- Born: Margaret Loyd Jarman October 26, 1907 Newton County, Georgia, U.S.
- Died: August 13, 1963 (aged 55) San Diego, California, U.S.
- Education: Queens College; Emory University; University of North Carolina (PhD);
- Scientific career
- Workplaces: University of North Carolina; U.S. Department of Agriculture;
- Doctoral advisor: Howard W. Odum

= Margaret Jarman Hagood =

Statistician, sociologist, demographer

Margaret Jarman Hagood (October 26, 1907 – August 13, 1963) was an American sociologist and demographer who "helped steer sociology away from the armchair and toward the calculator". She wrote the books Mothers of the South (1939) and Statistics for Sociologists (1941), and later became president of the Population Association of America and of the Rural Sociological Society.

==Early life and education==
Margaret Loyd Jarman was born on October 26, 1907, in Newton County, Georgia, where she grew up. She was one of six children of Lewis Jarman, a mathematician who became vice president of Queens College in Charlotte, North Carolina and later president of Mary Baldwin College in Virginia.
After acting as a teenage country preacher, briefly studying at the Chicora College for Women in Columbia, South Carolina, and at Agnes Scott College in Atlanta, Georgia, marrying a dental student, giving birth to a daughter in 1927, teaching in a schoolhouse in Brewton, Alabama, and separating from her husband, she earned a bachelor's degree in 1929 from Queens College. She continued her studies at Emory University, where she was awarded a master's degree in 1930.

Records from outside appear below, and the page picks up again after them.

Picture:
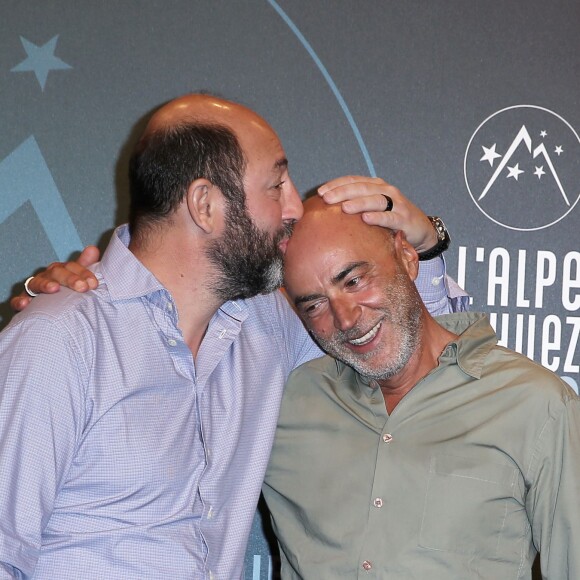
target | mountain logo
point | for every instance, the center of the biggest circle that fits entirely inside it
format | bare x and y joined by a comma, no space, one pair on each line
522,168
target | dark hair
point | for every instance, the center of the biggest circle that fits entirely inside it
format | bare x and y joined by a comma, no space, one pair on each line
166,161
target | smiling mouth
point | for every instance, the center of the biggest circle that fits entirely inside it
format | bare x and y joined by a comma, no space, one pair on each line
367,337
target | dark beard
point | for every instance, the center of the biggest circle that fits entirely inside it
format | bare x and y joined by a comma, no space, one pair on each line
248,260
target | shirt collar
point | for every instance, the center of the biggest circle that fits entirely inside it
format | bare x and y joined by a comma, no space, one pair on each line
476,339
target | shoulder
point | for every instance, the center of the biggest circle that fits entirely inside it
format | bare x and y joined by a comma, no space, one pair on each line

She taught mathematics at a seminary in Washington, D.C., until the mid-1930s, when she returned to her graduate studies at the University of North Carolina, studying sociology under the supervision of her father's childhood neighbor, Howard W. Odum. Her studies at this time concerned depression-era white farm women in the US South, including analyses of fertility and contraception usage. She completed her doctorate in 1937.

==Career and later life==
Hagood continued to work in the UNC Institute for Research in Social Science from 1937 until 1942.
Beginning in World War II, in 1942, she moved to the United States Department of Agriculture, in its Bureau of Agricultural Economics, where she performed statistical analyses of farming people. Although she originally planned to remain there only for the duration of the war, and then return to academia, she ended up continuing to work at the USDA, and was promoted to head of the Farm Population and Rural Life Division in 1952.

Her work at the Bureau of Agricultural Economics took her through a time of upheaval as the bureau shifted from qualitative to more quantitative analyses, and
included the development of new methods for calibrating standards of living across different regions of the country. She retired in 1962,
and died of a heart attack at the home of her brother in San Diego, California, on August 13, 1963.

==Books==
Hagood published the book Mothers of the South: Portraiture of the White Tenant Farm (1939) based on interviews she conducted in the field studies for her doctoral research. It presents both data and the life stories of approximately 240 women, split between the Piedmont and Deep South, concluding that their high fertility "is socially undesirable". Sarah Case (2004) writes that the book is "a generally sympathetic and thoughtful portrait" and that Hagood "was unique and pathbreaking in acknowledging the gender inequities" that affected these women's lives. The book was reprinted by Greenwood Press in 1969 and again by the University of Virginia Press in 1996.

She wrote her second book, the textbook Statistics for Sociologists (1941), based on a course she taught at UNC. After visiting the University of Wisconsin in 1951, she published a revised edition of Statistics for Sociologists (with Daniel O. Price) in 1952.
Denton E. Morrison and Ramon E. Henkel (2006) write that this book "was an early and continuing influence on sociological practice in statistics in general and significance tests in particular".

==Recognition==
In 1949, Hagood was elected as a Fellow of the American Statistical Association. She became president of the Population Association of America in 1955 and of the Rural Sociological Society in 1956, the first female president of that organization. In 1955, Queens College awarded her an honorary doctorate.